Baca juga: Kalahkan Arab Saudi, Timnas Indonesia Selangkah Lebih Dekat Lolos ke Piala Dunia 2026
“Dalam perjalanannya, Ridho juga pernah dimaki habis-habisan. Jadi ceritanya, itu terjadi pada Kualifikasi Piala Dunia 2022 yang digelar saat Covid-19 di Uni Emirat Arab. Saat itu kami bertemu dengan Thailand dan Vietnam.”
“Pokoknya ada satu momen di mana Ridho dimaki-maki. Dan itu menurut saya membuat Ridho makin jadi secara mental. Ini yang membuat dia bisa bersama Coach Shin dalam waktu yang lama,” lanjutnya lagi.

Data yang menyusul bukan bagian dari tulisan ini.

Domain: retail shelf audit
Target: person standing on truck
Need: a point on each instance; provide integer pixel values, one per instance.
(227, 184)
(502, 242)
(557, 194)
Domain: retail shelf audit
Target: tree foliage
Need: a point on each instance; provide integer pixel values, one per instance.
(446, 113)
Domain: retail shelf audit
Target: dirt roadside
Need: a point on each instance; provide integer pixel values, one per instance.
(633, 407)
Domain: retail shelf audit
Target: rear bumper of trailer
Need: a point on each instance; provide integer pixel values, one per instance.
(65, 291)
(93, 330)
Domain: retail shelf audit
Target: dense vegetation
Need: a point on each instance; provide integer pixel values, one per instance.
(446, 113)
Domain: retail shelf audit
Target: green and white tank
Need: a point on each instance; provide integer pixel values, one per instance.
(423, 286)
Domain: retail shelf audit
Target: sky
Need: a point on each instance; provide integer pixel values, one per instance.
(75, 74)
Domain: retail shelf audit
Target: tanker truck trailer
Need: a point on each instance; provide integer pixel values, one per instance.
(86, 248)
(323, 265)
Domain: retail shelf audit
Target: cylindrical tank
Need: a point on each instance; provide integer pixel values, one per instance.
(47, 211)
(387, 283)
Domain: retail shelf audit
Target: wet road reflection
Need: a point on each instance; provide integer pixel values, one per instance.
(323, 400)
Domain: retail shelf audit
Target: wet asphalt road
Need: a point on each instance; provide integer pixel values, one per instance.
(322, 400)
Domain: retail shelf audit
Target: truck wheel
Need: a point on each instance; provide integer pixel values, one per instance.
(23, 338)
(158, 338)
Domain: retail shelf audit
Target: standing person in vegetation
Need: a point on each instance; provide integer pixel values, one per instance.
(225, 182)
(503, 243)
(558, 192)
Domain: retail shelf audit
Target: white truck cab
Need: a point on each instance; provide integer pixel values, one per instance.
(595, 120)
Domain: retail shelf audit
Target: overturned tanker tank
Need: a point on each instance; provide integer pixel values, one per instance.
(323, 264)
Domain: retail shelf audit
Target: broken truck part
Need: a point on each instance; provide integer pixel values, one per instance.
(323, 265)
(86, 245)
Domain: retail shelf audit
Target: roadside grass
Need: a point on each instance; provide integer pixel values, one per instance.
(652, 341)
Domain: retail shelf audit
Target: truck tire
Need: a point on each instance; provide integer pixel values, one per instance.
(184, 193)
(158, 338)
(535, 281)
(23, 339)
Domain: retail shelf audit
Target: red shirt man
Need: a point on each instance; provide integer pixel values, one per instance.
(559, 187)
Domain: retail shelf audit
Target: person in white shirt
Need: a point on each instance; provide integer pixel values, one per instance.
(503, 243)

Performa konsisten ini membuat Ridho seringkali diminta oleh publik untuk melanjutkan karirnya di luar negeri. Seperti yang diketahui, ia masih bermain di Liga 1 memperkuat salah satu tim besar Indonesia, Persija.
Banyak yang meyakini kalau Ridho sudah mampu bersaing di level tinggi. Bahkan Nova Arianto beberapa kali meminta dia untuk meninggalkan zona nyaman demi mengejar karir di luar Indonesia.
“Dia semakin tenang dan matang. Saya berharap Ridho bisa bermain di luar negeri. Secara level, dia sudah bisa. Kalau dia terlalu nyaman, dia tidak akan berkembang,” tutup pria berusia 45 tahun tersebut.